What are varicose veins?
Varicose veins, large dark-colored veins visible below the surface of the skin, occur from an increase in pressure within the vein. They are the result of underlying venous disease and a sign of venous insufficiency. Venous insufficiencies range from mild forms that may be largely cosmetic and cause slight discomfort, to more severe forms that can cause venous ulcers or more serious health concerns.
What are the symptoms of varicose veins?
Symptoms of varicose veins include:
- Bulging or stretching superficial leg veins
- Aching or throbbing
- Heavy, tired, itching or restless legs
What causes varicose veins?
In normal veins, blood flows to the heart, and valves prevent the blood from flowing backward. With varicose veins, the valves do not seal fully and allow blood to leak downward. Blood pools in the vein, increasing venous pressure and weakening the vein wall. The result is leg swelling and superficial vein distortion typical of this condition.
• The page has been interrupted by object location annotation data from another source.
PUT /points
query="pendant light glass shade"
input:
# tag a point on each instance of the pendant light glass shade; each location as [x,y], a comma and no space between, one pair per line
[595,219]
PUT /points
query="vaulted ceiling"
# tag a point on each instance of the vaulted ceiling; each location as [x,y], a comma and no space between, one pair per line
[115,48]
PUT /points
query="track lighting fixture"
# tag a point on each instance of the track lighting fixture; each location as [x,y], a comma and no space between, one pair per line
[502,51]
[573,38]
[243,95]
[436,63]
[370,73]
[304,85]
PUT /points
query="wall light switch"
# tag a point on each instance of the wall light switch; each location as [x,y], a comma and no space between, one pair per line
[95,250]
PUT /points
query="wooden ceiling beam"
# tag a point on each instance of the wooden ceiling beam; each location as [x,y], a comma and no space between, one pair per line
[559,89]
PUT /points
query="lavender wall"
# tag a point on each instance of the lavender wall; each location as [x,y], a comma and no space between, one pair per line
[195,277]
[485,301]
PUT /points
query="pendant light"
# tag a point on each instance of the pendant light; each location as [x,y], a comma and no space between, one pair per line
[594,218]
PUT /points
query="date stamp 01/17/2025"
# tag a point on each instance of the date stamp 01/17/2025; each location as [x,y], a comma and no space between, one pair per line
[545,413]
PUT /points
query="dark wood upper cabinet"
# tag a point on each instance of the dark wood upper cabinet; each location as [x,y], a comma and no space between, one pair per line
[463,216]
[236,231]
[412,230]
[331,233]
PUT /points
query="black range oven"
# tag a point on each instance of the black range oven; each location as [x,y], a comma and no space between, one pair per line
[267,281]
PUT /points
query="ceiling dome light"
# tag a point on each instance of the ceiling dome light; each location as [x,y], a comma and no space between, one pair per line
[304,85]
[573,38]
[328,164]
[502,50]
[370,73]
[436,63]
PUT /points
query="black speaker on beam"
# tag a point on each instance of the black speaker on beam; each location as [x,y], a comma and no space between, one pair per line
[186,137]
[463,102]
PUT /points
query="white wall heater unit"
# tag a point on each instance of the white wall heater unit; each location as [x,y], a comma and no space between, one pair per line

In some cases, varicose veins are a precursor of a potentially dangerous condition known as Deep Vein Thrombosis (DVT). Only a qualified medical professional such as Dr. Vasquez can properly evaluate the venous disorder for each individual patient.
Many factors, such as age, gender, genetics, weight, and lifestyle can contribute to the development of venous disorders and varicose veins. Other common causes include certain hormones, such as progesterone, genetic deficiencies, pregnancy, obesity, hormone replacement therapy, female oral contraceptives, and occupations that require long periods of standing.
Can I prevent varicose veins?
Unfortunately varicose veins cannot be completely prevented; however, there are many ways to improve vein health. Physical activity such as walking, cycling, jogging and swimming are great ways to improve circulation, by pumping blood up the leg against gravity. Graduated compression hose can also help improve circulation by preventing blood from pooling in the leg veins.
What are spider veins?
Spider veins (also known as spider telangiectasias) appear as thin veins visible below the surface of the skin. As their name suggests, they usually appear in a pattern similar to a spider web. They are most common on the face and legs and can be red or blue in color. Spider veins are much smaller than varicose veins and do not appear enlarged or “knotted” as with more serious venous disorders.
Spider veins are not usually a serious health concern, but cosmetically, their appearance is a concern for many patients. Treatments to reduce noticeable spider veins on the legs or facial redness are common. However, because spider veins can be an indication of a more serious venous problem, a thorough evaluation by a medical professional is advised.